# Hans Zimmer 2010 live, are the musicians miming?



## Mr Greg G (Sep 14, 2010)

I'm actually doing a mockup of the Inception track called Dream is Collapsing, and found an interesting video on youtube of the track being played live. Here is the link to the video: http://www.youtube.com/watch?v=dcf1Cmosd0Y

It sounds exactly like on CD (except for the guitar, so the guitarist may be the only one actually playing) but there are only 3 strings players?? I thought at first glance those 3 babes were either choirs or dancing bimbos. Anyway, those guys must be real magicians to be able to get this huge epic sound from 3 strings players!

What's the point of playing live if you don't actually do a live performance?


----------



## Hannes_F (Sep 14, 2010)

Mr Pringles @ Tue Sep 14 said:


> What's the point of playing live if you don't actually do a live performance?

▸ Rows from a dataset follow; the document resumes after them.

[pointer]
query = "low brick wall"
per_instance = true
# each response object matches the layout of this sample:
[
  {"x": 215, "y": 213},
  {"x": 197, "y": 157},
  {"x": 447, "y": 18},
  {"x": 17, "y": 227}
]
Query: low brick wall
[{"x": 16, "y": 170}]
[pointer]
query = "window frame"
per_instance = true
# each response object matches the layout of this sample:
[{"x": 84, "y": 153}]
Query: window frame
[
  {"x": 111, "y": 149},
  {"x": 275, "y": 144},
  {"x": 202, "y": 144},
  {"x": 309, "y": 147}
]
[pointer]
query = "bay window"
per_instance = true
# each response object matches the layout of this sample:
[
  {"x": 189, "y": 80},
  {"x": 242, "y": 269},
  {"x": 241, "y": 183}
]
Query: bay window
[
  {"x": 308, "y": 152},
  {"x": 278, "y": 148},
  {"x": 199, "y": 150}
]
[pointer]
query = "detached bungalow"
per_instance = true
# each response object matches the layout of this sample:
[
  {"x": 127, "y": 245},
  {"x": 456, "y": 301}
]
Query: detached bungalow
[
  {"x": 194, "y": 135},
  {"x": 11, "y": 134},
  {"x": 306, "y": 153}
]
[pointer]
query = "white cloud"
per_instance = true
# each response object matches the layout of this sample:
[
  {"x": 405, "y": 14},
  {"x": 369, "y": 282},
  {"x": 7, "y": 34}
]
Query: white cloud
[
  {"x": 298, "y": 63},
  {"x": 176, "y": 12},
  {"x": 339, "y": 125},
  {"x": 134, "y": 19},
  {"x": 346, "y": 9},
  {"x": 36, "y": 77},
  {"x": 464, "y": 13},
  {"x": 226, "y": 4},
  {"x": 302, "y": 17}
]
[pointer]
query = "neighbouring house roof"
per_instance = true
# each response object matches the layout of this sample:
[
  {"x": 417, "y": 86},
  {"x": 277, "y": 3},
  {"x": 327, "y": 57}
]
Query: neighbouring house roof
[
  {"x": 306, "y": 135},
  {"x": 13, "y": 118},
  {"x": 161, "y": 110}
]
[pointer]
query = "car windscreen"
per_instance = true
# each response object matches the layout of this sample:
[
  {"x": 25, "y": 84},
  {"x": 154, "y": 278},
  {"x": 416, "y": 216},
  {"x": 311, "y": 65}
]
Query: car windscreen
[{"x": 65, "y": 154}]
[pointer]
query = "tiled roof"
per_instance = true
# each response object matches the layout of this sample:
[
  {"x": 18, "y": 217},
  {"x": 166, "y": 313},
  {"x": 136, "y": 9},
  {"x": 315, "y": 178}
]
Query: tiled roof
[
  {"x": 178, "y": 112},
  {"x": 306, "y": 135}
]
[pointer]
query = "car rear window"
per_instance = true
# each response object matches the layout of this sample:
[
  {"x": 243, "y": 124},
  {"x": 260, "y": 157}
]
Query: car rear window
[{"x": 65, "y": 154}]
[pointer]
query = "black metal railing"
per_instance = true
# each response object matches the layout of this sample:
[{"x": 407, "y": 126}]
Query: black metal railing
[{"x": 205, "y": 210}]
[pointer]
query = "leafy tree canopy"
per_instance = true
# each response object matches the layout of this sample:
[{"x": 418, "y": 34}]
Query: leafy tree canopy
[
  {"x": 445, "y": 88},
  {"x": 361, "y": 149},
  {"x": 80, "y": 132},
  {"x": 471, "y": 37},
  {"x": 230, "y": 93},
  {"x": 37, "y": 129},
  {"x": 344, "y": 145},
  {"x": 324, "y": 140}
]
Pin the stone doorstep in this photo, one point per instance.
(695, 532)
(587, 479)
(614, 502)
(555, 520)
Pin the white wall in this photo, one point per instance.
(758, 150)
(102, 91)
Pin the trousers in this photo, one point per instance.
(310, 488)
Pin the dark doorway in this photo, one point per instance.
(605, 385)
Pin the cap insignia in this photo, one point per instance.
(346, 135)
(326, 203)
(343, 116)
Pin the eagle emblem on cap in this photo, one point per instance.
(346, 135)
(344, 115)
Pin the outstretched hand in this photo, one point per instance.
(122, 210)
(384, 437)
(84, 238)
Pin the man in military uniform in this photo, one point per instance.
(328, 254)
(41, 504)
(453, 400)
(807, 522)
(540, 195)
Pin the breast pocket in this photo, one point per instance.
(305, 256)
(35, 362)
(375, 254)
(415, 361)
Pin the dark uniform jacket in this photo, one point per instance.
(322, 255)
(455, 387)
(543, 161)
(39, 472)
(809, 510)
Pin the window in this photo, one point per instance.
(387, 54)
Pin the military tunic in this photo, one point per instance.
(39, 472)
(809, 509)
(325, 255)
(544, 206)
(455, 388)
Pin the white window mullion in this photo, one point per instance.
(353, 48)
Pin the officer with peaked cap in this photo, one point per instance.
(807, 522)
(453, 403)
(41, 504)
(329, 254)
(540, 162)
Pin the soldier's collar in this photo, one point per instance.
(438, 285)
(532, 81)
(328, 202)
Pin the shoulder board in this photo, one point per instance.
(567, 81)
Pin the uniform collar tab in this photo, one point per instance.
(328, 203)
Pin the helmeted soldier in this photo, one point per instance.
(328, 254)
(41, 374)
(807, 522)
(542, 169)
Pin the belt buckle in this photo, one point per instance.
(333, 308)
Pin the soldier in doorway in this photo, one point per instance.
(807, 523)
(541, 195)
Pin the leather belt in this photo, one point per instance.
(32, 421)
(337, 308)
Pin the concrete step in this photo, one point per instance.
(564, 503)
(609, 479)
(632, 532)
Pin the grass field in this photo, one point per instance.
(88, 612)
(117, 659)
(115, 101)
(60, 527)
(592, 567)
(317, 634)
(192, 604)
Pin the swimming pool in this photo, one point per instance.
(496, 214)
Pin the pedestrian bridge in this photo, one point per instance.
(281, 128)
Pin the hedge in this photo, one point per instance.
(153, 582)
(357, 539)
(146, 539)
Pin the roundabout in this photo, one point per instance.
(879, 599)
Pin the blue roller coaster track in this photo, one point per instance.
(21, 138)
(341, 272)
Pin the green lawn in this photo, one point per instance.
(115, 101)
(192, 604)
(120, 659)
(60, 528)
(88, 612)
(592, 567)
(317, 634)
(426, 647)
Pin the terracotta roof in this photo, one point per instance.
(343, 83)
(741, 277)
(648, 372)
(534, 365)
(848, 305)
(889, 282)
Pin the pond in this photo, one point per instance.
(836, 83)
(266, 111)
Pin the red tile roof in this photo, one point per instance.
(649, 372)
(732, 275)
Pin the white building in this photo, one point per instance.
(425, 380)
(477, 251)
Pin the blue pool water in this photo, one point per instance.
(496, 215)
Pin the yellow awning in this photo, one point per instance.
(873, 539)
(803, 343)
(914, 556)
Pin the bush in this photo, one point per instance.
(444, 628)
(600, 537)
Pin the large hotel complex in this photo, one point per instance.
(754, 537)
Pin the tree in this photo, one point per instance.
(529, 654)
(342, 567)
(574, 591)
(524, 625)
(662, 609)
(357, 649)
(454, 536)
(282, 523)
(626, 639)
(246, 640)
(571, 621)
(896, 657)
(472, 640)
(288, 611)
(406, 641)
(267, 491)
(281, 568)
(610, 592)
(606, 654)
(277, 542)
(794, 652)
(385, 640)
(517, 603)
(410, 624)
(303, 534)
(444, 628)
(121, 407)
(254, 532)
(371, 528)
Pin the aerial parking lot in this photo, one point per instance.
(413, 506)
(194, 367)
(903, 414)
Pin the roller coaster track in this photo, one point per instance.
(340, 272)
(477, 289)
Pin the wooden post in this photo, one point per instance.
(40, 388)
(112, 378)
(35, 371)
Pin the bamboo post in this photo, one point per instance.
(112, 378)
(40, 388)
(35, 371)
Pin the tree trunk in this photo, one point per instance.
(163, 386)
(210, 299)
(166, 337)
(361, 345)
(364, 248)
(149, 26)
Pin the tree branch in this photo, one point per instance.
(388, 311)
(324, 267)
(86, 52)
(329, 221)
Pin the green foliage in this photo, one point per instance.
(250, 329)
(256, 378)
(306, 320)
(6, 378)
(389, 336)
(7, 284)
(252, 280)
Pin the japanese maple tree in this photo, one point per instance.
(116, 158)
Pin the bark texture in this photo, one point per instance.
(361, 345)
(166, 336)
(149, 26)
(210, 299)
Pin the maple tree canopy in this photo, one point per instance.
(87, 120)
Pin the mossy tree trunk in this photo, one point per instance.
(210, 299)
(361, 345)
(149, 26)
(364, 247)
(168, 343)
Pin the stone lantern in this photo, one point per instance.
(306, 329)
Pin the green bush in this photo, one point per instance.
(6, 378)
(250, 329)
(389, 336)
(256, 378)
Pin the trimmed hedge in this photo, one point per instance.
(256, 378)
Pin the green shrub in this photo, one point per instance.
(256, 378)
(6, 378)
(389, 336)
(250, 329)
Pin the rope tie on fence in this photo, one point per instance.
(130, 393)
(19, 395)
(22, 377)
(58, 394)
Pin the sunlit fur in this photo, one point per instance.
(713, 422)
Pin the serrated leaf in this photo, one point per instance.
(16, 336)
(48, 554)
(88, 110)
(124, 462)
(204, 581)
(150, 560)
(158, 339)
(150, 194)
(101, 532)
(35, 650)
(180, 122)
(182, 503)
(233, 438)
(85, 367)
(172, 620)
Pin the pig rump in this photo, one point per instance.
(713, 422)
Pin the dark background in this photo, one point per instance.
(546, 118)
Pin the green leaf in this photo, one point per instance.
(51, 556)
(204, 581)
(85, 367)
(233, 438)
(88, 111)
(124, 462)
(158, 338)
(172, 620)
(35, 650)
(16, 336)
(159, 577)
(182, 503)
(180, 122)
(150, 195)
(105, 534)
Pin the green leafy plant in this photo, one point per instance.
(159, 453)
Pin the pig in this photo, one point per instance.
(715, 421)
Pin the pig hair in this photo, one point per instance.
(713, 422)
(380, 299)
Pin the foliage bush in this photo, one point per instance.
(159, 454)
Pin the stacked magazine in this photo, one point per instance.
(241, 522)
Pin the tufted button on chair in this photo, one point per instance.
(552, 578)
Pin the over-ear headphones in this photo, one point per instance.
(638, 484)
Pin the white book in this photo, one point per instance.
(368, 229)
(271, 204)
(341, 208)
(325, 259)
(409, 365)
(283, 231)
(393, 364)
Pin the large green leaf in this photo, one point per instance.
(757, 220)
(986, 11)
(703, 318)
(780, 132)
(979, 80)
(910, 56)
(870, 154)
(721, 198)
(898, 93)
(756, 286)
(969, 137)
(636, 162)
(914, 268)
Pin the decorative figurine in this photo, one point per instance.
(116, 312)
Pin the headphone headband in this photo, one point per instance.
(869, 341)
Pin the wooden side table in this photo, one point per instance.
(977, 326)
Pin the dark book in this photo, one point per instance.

I think they mixed the three live strings slightly over the synth/samples played by a keyboarder (the guy with the MAC on the right side plus a second one in the middle?) but in case of the violin and cello solos in the second part it was purely the live/pickup sound. I appreciate the fact that the Inception event featured the music as such and on second viewing I think the sound may be more live than first suspected. I mean, if I am not mistaken that is Tina Guo on the cello and she is a world star, not just some decoration (although looking decorative certainly).


----------



## Ed (Sep 14, 2010)

The live version sounds much better, the piano sounds different and theres more live elements such as with the last track Time. Theres also live syhth stuff happening as well, here's a very synth laden Batman performance http://www.youtube.com/watch?v=OTmeQv81cwU&feature=fvw


----------



## Narval (Sep 14, 2010)

Slightly OT, but interesting coincidence -

Inception: Gm-F#-D#-B

Batman: g-f#-d-b 

http://www.youtube.com/watch?v=9t9t-UhLt2E
(@ 0.20)


----------



## choc0thrax (Sep 14, 2010)

http://www.youtube.com/watch?v=d2yD4yDsiP4

Hmm Inception A Capella. Interesting.


----------



## Andreas Moisa (Sep 14, 2010)

haha Choco, good one!


----------



## Dan Mott (Sep 15, 2010)

I like this, but it makes me really tired. I don't know about you guys, but the soundtrack just tires me because it's so constant. Good, but constant. It never stops for a breather.


----------



## bluejay (Sep 15, 2010)

The soundtrack tired me as well and I wondered if it was a fatiguing effect of the heavy compression used.


----------